Initially, we decided to adopt OpenTelemetry, but that didn’t give us everything we needed as we still had blind spots in our system.

Eventually, we found a solution that helped us zero in on service errors and slash the time it takes us to detect and resolve issues in half.

But let’s back up a bit.

70 Services and 50 Billion Monthly Spans Strong

At Salt Security, we have about 70 services, based on Scala, Go, and NodeJS, which generate 50 billion monthly spans.

Since 70 is no small number and neither is 50 billion, we needed assistance gaining visibility into the requests between the services.

The Need to See

Why did we need to see into our services?

1. At the macro level, we needed to monitor and identify problems after making changes in our system. For example, we needed to detect filters, anomalies, and any other signals of problematic flows.

2. At the micro level, we needed to be able to zero in on the causes of any problem we identified. For example, errors, slow operations, or incomplete flows, whether they support gRPC or Kafka operations, as well as their communication with databases.

To be clear, when we say “visibility” we mean a deep level of granularity at the payload level. Because just one single, slow query in the database might slow down the entire flow, impacting our operations and customers.
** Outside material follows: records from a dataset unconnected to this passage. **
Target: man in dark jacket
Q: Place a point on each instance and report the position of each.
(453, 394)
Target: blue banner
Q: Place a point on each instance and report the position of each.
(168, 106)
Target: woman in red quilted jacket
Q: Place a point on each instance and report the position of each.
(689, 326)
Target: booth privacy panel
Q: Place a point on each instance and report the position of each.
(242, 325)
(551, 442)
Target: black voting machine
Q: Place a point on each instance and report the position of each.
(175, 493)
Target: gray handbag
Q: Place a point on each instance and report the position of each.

Gaining this visibility proved to be a tough nut to crack. Not only because of the sheer number of services and spans, but also due to the complexity of some flows.

For example, one single flow might involve as many as five services, three databases and thousands of internal requests.

Attempt #1: OpenTelemetry and Jaeger

Naturally, our first go-to was OpenTelemetry with our own Jaeger instance.

This amazing open source collection helps make capturing distributed traces and metrics from applications and infrastructure easy. The SDKs, the Collector and The OpenTelemetry protocol (OTLP) enable gathering traces and metrics from all sources and propagating them with the W3C TraceContext and Zipkin’s B3 formats.

Here’s a high-level diagram of what the resulting OTel setup looked like:

As you can see, we used the OTel collector to gather, process and move data from our services. Then, the data was propagated to another open-source tool: Jaeger. Jaeger was used for viewing the data.

Jaeger is fantastic, but it fell short of meeting our needs. We weren’t able to cover the critical parts of our system, leading to blind spots when we encountered errors.

Hello, Helios

That’s when we discovered Helios. Helios visualizes distributed tracing for fast troubleshooting. We chose Helios over other solutions because it answers both our macro and micro-level needs, and is especially incredible at the micro level.

Helios treats backend services, like databases and queues, and protocols, such as gRPC, HTTP, Mongo queries, and others, as first-class citizens. The data is formatted according to what it represents.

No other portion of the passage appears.